Again he laughed. “Scaring the kiddies must have been most fun. But we have a war to plan.”

“Yes, Solomon has formulated the plans for the raid on the Samoan islet...”

“The mana reservoir under the island of Ta’u. Continue.”

“There are only a few mages in Samoan government, some from the American part and some from the independent nation. They work together most of the time. Solomon has determined when they don’t. Usually, they trade Sundays, but like I said one Sunday in seven both sides will take the afternoon off. It’s been consistent for the last three years we’ve been observing them. And he’s found the key to unlocking the mana-gate to the interior.”

“Has he?” asked LeDuc, with more openness than Jolene had seen in her father since her mother had died. “We’ve been working on that for years.”

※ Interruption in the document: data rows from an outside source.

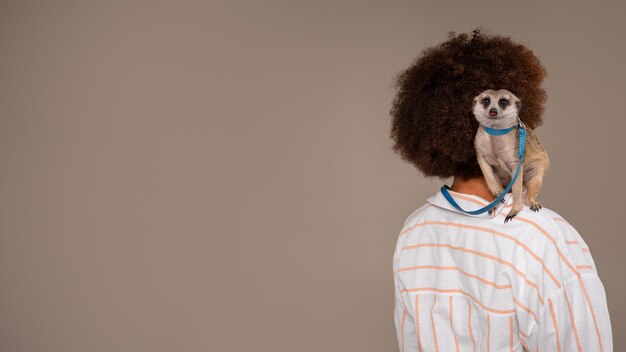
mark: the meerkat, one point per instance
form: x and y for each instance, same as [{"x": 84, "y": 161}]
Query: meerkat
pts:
[{"x": 498, "y": 155}]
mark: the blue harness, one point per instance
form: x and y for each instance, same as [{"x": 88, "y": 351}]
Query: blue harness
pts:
[{"x": 522, "y": 137}]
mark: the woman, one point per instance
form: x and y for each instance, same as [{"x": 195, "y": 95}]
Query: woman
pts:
[{"x": 471, "y": 282}]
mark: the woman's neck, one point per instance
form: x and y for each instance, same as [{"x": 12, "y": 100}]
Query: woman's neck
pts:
[{"x": 475, "y": 185}]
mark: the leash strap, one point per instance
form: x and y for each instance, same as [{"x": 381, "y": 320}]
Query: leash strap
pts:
[{"x": 522, "y": 139}]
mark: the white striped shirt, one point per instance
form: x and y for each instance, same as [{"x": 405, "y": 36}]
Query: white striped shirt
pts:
[{"x": 473, "y": 283}]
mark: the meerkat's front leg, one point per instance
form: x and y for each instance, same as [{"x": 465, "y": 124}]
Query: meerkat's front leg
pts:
[
  {"x": 534, "y": 185},
  {"x": 517, "y": 190},
  {"x": 493, "y": 183}
]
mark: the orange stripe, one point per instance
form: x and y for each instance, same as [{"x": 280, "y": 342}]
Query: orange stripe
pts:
[
  {"x": 556, "y": 326},
  {"x": 485, "y": 255},
  {"x": 488, "y": 332},
  {"x": 417, "y": 323},
  {"x": 499, "y": 234},
  {"x": 403, "y": 318},
  {"x": 574, "y": 242},
  {"x": 571, "y": 316},
  {"x": 469, "y": 324},
  {"x": 525, "y": 309},
  {"x": 580, "y": 280},
  {"x": 455, "y": 290},
  {"x": 485, "y": 281},
  {"x": 456, "y": 343},
  {"x": 511, "y": 333},
  {"x": 574, "y": 270},
  {"x": 432, "y": 321}
]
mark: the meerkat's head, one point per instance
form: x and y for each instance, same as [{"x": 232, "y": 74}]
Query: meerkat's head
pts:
[{"x": 496, "y": 108}]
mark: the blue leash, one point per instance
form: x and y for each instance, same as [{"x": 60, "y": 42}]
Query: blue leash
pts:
[{"x": 496, "y": 132}]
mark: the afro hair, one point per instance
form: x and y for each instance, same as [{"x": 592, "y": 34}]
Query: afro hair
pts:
[{"x": 433, "y": 126}]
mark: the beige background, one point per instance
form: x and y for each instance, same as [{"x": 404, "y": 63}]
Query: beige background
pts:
[{"x": 218, "y": 176}]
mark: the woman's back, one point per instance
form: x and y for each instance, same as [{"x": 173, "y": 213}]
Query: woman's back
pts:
[{"x": 473, "y": 283}]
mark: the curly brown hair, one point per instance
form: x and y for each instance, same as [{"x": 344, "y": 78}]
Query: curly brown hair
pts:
[{"x": 432, "y": 126}]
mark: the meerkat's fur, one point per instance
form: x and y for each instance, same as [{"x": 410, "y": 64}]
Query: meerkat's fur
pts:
[{"x": 498, "y": 156}]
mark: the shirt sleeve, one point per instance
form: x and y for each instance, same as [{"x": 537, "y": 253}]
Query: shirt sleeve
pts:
[
  {"x": 405, "y": 323},
  {"x": 574, "y": 318},
  {"x": 403, "y": 311}
]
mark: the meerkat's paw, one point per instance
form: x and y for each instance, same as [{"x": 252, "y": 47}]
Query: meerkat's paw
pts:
[
  {"x": 496, "y": 189},
  {"x": 534, "y": 206},
  {"x": 511, "y": 215},
  {"x": 493, "y": 209}
]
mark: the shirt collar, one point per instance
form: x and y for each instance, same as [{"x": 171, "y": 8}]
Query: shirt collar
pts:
[{"x": 470, "y": 202}]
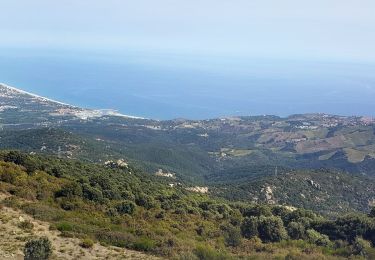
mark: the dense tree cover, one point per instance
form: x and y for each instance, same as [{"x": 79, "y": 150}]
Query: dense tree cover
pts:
[
  {"x": 38, "y": 249},
  {"x": 126, "y": 208}
]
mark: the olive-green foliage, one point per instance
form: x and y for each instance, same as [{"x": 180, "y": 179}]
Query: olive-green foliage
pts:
[
  {"x": 125, "y": 207},
  {"x": 208, "y": 253},
  {"x": 317, "y": 238},
  {"x": 232, "y": 235},
  {"x": 296, "y": 230},
  {"x": 142, "y": 212},
  {"x": 271, "y": 229},
  {"x": 38, "y": 249},
  {"x": 87, "y": 243},
  {"x": 249, "y": 227}
]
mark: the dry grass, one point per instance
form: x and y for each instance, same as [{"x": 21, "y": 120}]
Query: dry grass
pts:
[{"x": 13, "y": 238}]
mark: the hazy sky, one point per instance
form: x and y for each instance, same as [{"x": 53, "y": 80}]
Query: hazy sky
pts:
[{"x": 302, "y": 29}]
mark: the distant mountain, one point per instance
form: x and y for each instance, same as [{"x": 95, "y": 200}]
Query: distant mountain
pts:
[{"x": 231, "y": 155}]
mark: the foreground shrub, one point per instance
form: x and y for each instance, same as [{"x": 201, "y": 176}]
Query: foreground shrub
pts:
[
  {"x": 271, "y": 229},
  {"x": 296, "y": 230},
  {"x": 38, "y": 249},
  {"x": 208, "y": 253},
  {"x": 26, "y": 225},
  {"x": 317, "y": 238},
  {"x": 249, "y": 227},
  {"x": 232, "y": 236},
  {"x": 144, "y": 244},
  {"x": 87, "y": 243},
  {"x": 125, "y": 207}
]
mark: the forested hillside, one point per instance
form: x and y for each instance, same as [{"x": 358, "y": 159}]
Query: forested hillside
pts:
[{"x": 118, "y": 205}]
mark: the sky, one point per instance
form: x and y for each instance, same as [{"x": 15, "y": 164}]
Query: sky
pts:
[{"x": 331, "y": 30}]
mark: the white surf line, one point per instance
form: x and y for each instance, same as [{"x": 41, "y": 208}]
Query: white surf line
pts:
[
  {"x": 109, "y": 111},
  {"x": 36, "y": 96}
]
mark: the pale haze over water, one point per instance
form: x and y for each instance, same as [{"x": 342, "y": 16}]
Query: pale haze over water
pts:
[
  {"x": 166, "y": 86},
  {"x": 192, "y": 58}
]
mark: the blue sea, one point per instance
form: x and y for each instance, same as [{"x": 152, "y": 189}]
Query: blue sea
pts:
[{"x": 166, "y": 85}]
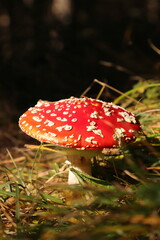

She transferred a mana image to the central crystal on the conference table and expanded it to show those in the room. “This is a picture of the border around the edge of the mana-gate. It looks like a hand painted tapa cloth. You see there are three rows of blocks and a repeating pattern of these four here.”

“Yes,” said her father. “I see it repeats, so?”

“You see the lines here, in this particular block? There is a reduction in the space between the sienna colored lines that does not repeat anywhere else. We have examined the 800 feet plus of this pattern. It only shows up here,” She pointed to the panel beside the gate itself.

“Alright,” he said again. “This means?”

“We have observed the guard touching this spot and saying ”Ou te manao e tatala, faitotoa!” in Samoan. “Which means “Open door!”

“Excellent,” he smiled, though it wasn’t a smile that would make anyone happy to see.

“Also, Father,” she said. “I believe Davic McKay has discovered how to move the moon.”

“We have heard report of this rongorongo tablet and it’s translation.” He moved his hand as if to dismiss the train of conversation.

“That is not the direction I was taking this conversation. I believe he knows how to do it himself. If we were to kidnap him, we could use his knowledge to our advantage.”

“Yes,” he nodded seeing how it could help them. “Good job Jolene, set up plans and pass them by me.” He turned to Jason. “Send in Solomon we’re about to raid Ta’u.”